Charland publishes a monthly market report on the retail clinic industry and a yearly market prediction report that follows a symposium of retail clinic operators.

He said operators have cited health system reform and a shortage of primary physicians as reasons to expand, but he added that they might not increase clinic traffic as much as companies think.

MinuteClinic announced after the health system reform law was enacted in 2010 that it planned to double the number of clinics within five years in response. The company is the largest chain with 453 clinics, followed by Walgreens' Take Care, which operates 357 clinics. Take Care also announced expected growth after the enactment of health system reform last year. It netted only two new clinics since then and has made no predictions for 2011.

Despite the uncertainty about whether health system reform and the health insurance mandate that comes along with it will stand up to constitutionality questions, Charland doesn't think it will have an effect either way. The insured and uninsured are using the clinics at an equal rate, so adding more insured patients to the mix won't necessarily mean more retail clinic patients, he said.

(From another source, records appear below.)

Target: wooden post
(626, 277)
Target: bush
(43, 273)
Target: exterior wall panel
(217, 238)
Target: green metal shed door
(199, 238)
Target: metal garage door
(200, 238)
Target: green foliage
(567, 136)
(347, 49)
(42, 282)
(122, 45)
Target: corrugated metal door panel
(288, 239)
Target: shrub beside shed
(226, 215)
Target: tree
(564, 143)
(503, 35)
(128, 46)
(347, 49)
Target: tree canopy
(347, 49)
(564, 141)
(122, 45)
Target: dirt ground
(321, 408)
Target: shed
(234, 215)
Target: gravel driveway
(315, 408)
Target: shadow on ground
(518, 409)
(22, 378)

Charland's prediction downplays the impact of a physician shortage. Though nurse practitioners have stepped in where primary care is lacking in some areas of the country, the rise of accountable care organizations may lead to more patients receiving care from their homes, as telemedicine solutions will play a significant role in the ACO model.

"If parents and their children don't have to leave the home to get medical care, they won't," Charland wrote in the report.

Partnering with ACOs may be the key to success for some clinic operators.

"Being first to market with virtual health care services will also be characteristics of those who thrive," Charland wrote in his report. "Operators who simply rely on treating the low end of acute care ... will fail."